Why Carry the Cost of Linked Data?

In his ongoing series of niggles about Linked Data, Rob McKinnon claims that “mandating RDF [for publication of government data] may be premature and costly“. The claim is made in reference to Francis Maude’s parliamentary answer to a question from Tom Watson. Personally I see nothing in the statement from Francis Maude that implies the mandating of RDF or Linked Data, only that “Where possible we will use recognised open standards including Linked Data standards”. Note the “where possible”. However, that’s not the point of this post.

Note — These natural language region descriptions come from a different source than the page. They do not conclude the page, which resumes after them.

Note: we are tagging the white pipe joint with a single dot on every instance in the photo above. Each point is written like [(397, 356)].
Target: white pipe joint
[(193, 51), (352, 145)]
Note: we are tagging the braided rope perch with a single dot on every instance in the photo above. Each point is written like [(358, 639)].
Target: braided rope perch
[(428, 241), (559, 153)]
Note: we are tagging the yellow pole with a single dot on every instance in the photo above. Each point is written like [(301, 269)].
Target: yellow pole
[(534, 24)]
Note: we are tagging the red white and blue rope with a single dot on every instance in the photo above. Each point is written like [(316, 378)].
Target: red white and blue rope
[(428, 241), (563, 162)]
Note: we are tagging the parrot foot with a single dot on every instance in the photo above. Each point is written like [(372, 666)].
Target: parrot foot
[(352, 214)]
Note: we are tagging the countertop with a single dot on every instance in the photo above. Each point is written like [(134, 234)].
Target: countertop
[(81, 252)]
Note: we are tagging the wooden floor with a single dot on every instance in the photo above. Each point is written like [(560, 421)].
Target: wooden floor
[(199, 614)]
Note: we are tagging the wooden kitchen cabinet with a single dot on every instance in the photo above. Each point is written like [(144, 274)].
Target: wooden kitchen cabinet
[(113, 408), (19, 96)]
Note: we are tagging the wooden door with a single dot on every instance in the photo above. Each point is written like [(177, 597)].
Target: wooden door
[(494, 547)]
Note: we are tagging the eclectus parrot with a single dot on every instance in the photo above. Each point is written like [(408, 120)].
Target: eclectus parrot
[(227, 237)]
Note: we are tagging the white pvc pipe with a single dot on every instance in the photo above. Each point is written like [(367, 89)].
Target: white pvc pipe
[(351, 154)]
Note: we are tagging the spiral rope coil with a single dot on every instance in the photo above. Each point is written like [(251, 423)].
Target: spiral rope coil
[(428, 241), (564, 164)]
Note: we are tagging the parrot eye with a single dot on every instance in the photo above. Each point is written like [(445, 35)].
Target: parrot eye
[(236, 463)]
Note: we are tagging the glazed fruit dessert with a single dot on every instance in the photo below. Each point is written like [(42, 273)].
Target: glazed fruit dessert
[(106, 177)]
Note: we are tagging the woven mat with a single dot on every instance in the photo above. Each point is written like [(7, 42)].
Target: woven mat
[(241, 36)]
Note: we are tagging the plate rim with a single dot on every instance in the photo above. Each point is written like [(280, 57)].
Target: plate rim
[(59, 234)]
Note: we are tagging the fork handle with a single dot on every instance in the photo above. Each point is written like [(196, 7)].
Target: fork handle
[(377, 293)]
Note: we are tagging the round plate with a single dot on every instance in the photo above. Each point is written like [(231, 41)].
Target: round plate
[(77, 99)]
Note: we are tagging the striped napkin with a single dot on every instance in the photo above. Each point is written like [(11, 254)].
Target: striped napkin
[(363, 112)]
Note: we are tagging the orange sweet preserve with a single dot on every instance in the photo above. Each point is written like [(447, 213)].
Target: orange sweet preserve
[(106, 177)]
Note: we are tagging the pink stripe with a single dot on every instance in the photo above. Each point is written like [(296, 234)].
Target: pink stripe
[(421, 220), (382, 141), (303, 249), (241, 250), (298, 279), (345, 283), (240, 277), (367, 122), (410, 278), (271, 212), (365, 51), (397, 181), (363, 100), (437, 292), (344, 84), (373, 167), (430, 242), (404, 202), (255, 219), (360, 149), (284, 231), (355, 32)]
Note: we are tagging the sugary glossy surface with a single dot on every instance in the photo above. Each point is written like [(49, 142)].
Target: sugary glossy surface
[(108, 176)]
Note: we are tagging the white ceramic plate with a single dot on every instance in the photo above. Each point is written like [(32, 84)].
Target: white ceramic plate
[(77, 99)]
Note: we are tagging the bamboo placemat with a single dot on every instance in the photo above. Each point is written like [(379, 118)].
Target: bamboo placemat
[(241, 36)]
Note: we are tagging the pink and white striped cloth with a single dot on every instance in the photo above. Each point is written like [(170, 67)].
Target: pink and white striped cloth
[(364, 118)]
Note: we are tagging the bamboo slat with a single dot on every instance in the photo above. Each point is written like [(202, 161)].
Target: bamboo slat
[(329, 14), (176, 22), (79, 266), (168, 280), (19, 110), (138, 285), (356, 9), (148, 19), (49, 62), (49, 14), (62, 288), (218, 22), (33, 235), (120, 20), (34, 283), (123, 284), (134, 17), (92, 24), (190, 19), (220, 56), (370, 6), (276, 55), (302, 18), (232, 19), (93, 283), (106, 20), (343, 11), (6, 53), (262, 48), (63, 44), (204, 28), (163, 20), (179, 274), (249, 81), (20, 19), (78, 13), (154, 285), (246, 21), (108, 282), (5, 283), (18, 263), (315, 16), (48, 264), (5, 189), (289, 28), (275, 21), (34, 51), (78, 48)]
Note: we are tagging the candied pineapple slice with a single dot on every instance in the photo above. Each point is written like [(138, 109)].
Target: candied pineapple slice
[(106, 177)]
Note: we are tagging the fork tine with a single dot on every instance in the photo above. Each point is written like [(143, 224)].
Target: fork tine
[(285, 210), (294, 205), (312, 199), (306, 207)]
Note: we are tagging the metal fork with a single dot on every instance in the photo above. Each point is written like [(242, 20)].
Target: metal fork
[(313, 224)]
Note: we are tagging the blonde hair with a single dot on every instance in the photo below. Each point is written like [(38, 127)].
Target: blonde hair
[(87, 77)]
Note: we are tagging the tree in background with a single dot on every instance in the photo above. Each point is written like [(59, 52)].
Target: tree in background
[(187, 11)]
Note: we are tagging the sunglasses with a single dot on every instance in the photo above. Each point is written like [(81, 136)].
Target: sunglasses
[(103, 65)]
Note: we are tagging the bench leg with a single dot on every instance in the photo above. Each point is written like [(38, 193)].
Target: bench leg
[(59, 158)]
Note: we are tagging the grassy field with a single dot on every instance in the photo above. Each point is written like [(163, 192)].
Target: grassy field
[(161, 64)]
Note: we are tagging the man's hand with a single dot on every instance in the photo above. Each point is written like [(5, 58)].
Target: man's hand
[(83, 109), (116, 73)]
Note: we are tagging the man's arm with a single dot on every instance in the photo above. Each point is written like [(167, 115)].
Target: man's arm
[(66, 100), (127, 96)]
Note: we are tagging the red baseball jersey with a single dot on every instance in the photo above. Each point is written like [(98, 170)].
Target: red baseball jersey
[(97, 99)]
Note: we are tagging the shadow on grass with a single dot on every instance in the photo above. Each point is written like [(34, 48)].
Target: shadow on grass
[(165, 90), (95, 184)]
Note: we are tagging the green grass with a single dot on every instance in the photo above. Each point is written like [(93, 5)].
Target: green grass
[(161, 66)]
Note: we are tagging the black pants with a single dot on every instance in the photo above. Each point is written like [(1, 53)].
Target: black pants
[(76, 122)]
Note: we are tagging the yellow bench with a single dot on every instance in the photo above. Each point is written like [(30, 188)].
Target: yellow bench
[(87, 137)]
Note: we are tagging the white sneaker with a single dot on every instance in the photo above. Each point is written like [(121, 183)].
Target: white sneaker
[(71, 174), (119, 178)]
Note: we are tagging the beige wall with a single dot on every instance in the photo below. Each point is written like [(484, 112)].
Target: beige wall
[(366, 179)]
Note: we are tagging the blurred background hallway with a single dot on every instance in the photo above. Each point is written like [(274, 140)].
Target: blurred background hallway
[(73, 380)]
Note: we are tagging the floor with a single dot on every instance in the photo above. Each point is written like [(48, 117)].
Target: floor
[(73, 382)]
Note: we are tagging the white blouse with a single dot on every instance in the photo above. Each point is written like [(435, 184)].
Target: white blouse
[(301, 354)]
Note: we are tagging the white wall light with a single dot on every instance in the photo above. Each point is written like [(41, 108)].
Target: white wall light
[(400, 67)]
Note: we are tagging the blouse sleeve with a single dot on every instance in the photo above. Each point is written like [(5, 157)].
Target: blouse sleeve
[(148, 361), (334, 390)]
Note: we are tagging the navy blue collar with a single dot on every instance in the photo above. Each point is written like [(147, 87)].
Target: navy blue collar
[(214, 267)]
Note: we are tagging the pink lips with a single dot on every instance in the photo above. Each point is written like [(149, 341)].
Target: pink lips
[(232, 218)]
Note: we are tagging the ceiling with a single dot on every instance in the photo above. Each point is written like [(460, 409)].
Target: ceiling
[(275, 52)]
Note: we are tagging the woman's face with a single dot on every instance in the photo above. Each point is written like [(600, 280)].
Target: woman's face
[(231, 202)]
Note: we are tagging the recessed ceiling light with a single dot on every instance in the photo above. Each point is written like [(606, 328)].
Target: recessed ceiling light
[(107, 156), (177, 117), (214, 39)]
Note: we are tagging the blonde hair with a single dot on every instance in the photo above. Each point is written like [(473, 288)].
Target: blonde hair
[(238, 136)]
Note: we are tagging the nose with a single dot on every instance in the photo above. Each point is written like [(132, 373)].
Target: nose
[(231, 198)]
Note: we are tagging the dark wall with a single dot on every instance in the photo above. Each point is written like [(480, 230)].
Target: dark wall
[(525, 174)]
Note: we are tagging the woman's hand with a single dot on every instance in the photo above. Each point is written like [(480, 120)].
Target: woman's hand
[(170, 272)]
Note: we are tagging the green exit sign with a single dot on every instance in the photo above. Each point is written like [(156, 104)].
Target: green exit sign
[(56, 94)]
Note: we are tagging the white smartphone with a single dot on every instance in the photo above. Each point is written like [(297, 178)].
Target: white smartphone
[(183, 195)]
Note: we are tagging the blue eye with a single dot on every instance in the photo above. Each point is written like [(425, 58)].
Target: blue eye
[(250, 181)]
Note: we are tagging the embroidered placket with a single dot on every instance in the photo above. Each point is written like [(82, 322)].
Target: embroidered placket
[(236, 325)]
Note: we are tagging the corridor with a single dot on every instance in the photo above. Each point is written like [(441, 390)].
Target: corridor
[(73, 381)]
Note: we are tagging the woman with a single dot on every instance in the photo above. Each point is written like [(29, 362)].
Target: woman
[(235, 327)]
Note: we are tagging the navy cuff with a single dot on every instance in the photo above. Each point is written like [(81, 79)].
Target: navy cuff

There’s nothing premature about publishing government data as Linked Data – it’s happening on a large scale in the UK, US and elsewhere. Where I do agree with Rob (perhaps for the first time ;)) is that it comes at a cost. However, this isn’t the interesting question, as the same applies to any investment in a nation’s infrastructure. The interesting questions are who bears that cost, and who benefits?

Let’s make a direct comparison between publishing a data set in raw CSV format (probably exported from a database or spreadsheet) and making the extra effort to publish it in RDF according to the Linked Data principles.

Assuming that your spreadsheet doesn’t contain formulas or merged cells that would make the data irregularly shaped, or that you can create a nice database view that denormalises your relational database tables into one, then the cost of publishing data in CSV basically amounts to running the appropriate export of the data and hosting the static file somewhere on the Web. Dead cheap, right?

Oh wait, you’ll need to write some documentation explaining what each of the columns in the CSV file mean, and what types of data people should expect to find in each of these. You’ll also need to create and maintain some kind of directory so people can discover your data in the crazy haystack that is the Web. Not quite so cheap after all.

So what are the comparable processes and costs in the RDF and Linked Data scenario? One option is to use a tool like D2R Server to expose data from your relational database to the Web as RDF, but let’s stick with the CSV example to demonstrate the lo-fi approach.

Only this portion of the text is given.